The first time after parting we are really in a state of euphoria

Just as the heroine of Trumen Capote Holly Golitley believed that while she had breakfast at Tiffany, nothing bad will happen in her life, so we return a sense of security, being next to a person, which we know, as it seems, everything. And even quarrels and mutual accusations are known in advance.

Needless to say, if we have not resolved our own problems, the crisis in the relationship will be repeated, leading to an endless series of partings and return.

Return for the sake of children

“I did not think that the seven -year -old son would be so difficult to experience our parting with his father,” says Marina. – He closed in himself, lost interest in hockey classes, which he used to love, and returned with dad with dad in tears. It was hard for us to see this, and I suggested that the former try to start first. Now we still live in the same house, our relations are even, but this does not make any of us happy “.

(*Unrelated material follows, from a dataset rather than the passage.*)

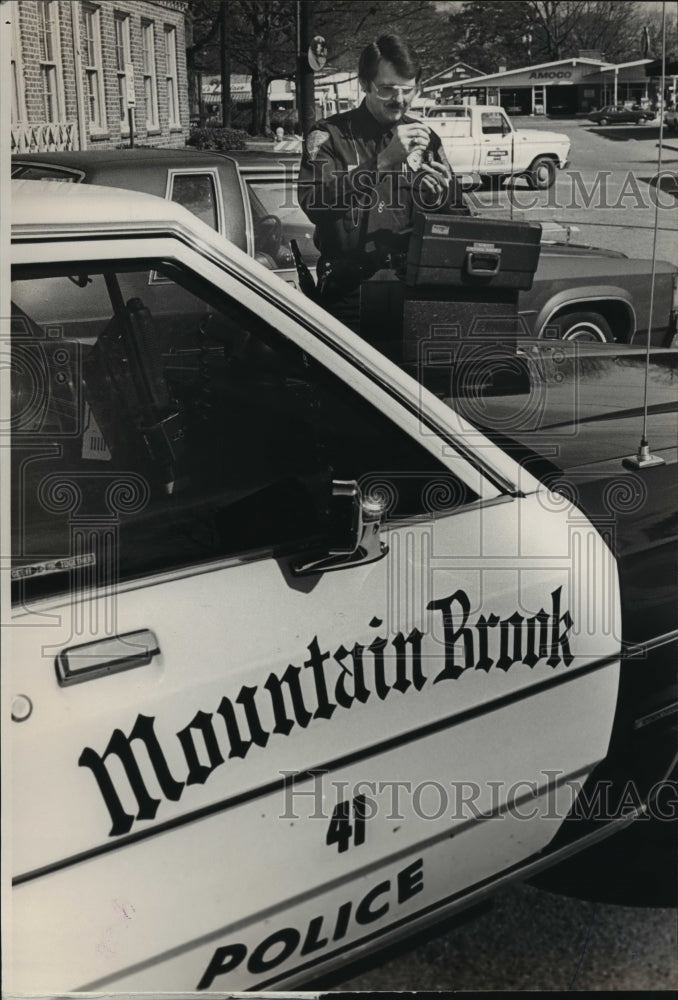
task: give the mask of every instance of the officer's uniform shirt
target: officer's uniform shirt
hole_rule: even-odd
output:
[[[377,157],[397,125],[417,120],[404,115],[393,125],[383,125],[363,101],[358,108],[317,122],[309,132],[299,171],[299,202],[315,224],[321,258],[346,259],[375,247],[400,249],[398,234],[410,229],[416,207],[439,211],[463,205],[454,179],[445,204],[432,204],[431,193],[417,188],[416,162],[377,172]],[[440,137],[433,131],[424,157],[449,168]]]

“Such decisions confuse the situation even more, giving birth to the illusion that the child has power to decide whether parents remain together or not,” says Gestalt therapist Natalya Artsybasheva. – This responsibility for children is unbearable “.

“Adults have their own needs – in support, sex, acceptance, general interesting leisure. For the most part, they do not come down to fulfilling only parental functions, ”says Gestalt therapist Maria Phyreva-Bosenenkova. – In addition, sometimes from children they are implicitly expected gratitude in one form or another – from good marks to subordination of themselves to the interests of the family. If only one of the partners cooled down, and the second dreamed of reunion, then the return for the sake of children makes the second feel unnecessary “.

So is it worth it to try to start all over again?

“Sometimes fiasco in new relationships makes you reconsider the priorities and otherwise look at the merits of the former partner,” notes Maria Lekareva-Bozenkov. -Husband-homebody will become a reliable harbor after a male party and guile. The Carrier’s husband from the indifferent to the family will turn into a person who provides freedom to communicate with friends and choosing a hobby-against the backdrop of a jealous domestic person ”.

“Only if we gave ourselves labor and time to go through the crisis, having rethought a lot, we have hope to start everything from a clean sheet,” says Natalya Artsybasheva. – However, it is also important to be prepared for unexpected turns. In the new scenario of relations, partners can change places. Left, having gone through a breakup, acquires independence and taste to greater than before, freedom, self -realization and independence. Returned not very ready for this “.

The more balanced and deliberate the decision was to leave, the more difficult it is for us to return – and the less chance that, having returned, we will again begin to think about leaving a partner. Reunion is possible only for sufficiently mature people who admit that both made mistakes.